Ukrainian has six vowel phonemes and a consonantal system of thirty-two phonemes. Although some consonants are phonemically palatalized, front vowels allophonically palatalize other consonants. Stress is moveable and can occur on any syllable.

Role in Society

Ongoing strong movements exist to solidify the position of Ukrainian as the national and official language of Ukraine, in particular to minimize the use and prestige of Russian. There is a strong modern literary tradition and the written language is used in all aspects of government and public life. Ukrainian has a long grammatical tradition, mostly carried on by Ukrainian linguists and literary scholars.

History

Ukrainian developed a rich oral literature during the struggles for national liberation against the Poles and Turkic invaders. This later helped the development of standard Ukrainian by serving as a source from which Ukrainian linguists could draw (lexical and morphological) information on the language. The first printed books in modern Ukrainian appeared towards the end of the sixteenth century. The history of Ukrainian is entangled with that of Russian, and many Ukrainians and Russians claim the early documents as part of their own history, such as the famous Slovo o polku Igoreve. The development of standard Ukrainian gathered impetus through the eighteenth century and culminated in the literary works of the nineteenth century.

The use of Ukrainian as a written language was prohibited in the Eastern (or Russian) part of Ukraine during the last thirty years of the nineteenth century ( Campbell 1991). After the reunification of Ukraine with Russia, the Tsarist government did not encourage the development of Ukrainian as a separate language. In fact, Ukraine was not recognized as a separate cultural area and the language was referred to as Little Russian and was deemed to be a dialect of Russian (Comrie 1981).
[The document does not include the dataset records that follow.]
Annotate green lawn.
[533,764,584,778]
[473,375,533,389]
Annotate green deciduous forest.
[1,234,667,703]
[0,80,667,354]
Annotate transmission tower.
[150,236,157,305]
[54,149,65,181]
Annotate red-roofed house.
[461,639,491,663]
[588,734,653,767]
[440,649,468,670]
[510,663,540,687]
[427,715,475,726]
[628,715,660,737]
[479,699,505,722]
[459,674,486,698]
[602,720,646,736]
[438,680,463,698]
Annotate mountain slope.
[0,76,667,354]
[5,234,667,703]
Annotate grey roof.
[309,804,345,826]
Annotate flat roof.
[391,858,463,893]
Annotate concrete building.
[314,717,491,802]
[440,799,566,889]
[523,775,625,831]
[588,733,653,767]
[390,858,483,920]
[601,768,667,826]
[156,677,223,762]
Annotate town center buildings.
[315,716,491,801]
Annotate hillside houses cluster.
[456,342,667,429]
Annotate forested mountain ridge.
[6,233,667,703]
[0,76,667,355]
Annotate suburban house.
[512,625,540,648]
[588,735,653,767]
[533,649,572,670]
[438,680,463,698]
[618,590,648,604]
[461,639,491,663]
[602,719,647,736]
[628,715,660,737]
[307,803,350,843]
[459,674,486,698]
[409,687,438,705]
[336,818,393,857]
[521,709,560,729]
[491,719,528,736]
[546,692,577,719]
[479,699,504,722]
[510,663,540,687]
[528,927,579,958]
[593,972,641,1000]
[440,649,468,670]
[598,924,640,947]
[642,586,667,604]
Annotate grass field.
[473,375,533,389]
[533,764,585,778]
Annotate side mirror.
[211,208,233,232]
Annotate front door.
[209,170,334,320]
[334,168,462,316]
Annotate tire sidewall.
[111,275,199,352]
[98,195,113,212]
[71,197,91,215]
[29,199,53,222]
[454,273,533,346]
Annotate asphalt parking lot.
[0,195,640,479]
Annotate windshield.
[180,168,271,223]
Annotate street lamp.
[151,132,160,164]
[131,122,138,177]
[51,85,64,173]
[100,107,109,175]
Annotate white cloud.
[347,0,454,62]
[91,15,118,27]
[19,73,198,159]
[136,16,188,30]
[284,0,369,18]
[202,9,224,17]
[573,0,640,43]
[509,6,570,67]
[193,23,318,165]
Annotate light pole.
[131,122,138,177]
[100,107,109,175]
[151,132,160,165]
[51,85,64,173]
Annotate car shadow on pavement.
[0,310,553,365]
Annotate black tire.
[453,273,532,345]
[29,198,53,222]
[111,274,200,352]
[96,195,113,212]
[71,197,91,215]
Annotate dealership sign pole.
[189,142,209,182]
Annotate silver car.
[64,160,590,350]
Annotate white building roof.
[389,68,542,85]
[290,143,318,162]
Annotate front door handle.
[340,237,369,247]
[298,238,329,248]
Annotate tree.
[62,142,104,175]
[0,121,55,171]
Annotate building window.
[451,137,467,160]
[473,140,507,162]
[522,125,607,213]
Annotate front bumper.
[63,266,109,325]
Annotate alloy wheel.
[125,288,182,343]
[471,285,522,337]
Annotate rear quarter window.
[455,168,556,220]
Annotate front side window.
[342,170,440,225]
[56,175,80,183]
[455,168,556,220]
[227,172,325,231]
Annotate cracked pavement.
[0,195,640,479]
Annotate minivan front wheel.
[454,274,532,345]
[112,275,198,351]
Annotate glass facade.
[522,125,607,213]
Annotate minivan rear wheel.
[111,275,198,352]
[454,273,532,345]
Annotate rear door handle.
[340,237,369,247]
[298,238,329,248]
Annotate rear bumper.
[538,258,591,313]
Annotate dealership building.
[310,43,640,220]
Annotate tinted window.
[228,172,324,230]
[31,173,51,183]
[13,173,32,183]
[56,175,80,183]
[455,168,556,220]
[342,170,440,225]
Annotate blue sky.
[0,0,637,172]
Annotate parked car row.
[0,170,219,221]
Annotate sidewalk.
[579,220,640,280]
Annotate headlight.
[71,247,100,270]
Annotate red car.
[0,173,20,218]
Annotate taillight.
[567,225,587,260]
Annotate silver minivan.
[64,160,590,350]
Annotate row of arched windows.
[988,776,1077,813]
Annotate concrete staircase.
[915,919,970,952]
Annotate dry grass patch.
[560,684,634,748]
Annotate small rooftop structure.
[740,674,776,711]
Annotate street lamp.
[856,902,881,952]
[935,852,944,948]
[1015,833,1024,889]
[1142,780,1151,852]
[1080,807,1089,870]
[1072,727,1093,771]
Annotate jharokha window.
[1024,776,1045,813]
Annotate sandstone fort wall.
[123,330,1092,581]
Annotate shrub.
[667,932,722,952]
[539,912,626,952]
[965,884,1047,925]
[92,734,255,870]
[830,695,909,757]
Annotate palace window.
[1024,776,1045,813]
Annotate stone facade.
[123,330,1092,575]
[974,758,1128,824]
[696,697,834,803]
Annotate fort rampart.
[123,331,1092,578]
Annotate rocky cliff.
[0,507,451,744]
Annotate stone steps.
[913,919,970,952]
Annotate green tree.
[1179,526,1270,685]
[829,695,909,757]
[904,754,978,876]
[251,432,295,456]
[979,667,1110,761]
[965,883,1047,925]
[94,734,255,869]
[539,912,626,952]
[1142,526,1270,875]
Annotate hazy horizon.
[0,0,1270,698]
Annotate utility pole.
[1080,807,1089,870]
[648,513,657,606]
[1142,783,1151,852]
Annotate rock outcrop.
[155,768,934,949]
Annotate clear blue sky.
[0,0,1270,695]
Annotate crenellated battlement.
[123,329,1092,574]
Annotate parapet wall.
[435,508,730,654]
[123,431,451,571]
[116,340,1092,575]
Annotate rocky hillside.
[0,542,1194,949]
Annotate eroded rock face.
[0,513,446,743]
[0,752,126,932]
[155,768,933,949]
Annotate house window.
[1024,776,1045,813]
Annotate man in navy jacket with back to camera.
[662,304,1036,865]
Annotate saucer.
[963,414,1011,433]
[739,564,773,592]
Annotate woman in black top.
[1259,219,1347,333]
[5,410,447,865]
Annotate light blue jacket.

In the nineteenth century, publication in Ukrainian was forbidden; as part of the reforms following the 1905 uprising, however, publication in Ukrainian was then permitted. Widespread use of Ukrainian as a written language and in education dates only from after the revolution and the establishment of the Ukrainian Republic.

References

Bright, W., ed. 1992. International Encyclopedia of Linguistics, Vols. 1-4. New York: Oxford University Press.

Campbell, G. L. 1991. Compendium of the World’s Languages, Vol. 1-2. London and New York: Routledge.

Comrie, B. 1981. The Languages of the Soviet Union. Cambridge, UK: Cambridge University Press.

Comrie, B., ed. 1987. The World’s Major Languages. New York: Oxford University Press.

Comrie, B. 1992. “Ukrainian.” In W. Bright, ed. International Encyclopedia of Linguistics, Vol. 4:204-205. New York: Oxford University Press.

Comrie, Bernard, and Greville G. Corbett, eds. 1993. The Slavonic Languages. London and New York: Routledge.

Grimes, B. F., ed. 1992. Ethnologue, Languages of the World. Dallas, Texas: Summer Institute of Linguistics.

Linguistic Society of America. 1992. Directory of Programs in Linguistics in the United States and Canada. Washington, DC.

Sebeok, T. A., ed. 1963. Current Trends in Linguistics, Vol. 1: Soviet and East European Linguistics. The Hague, Netherlands: Mouton & Co.

Voegelin, C. F. and F. M. Voegelin. 1977. Classification and Index of the World’s Languages. New York: Elsevier North Holland.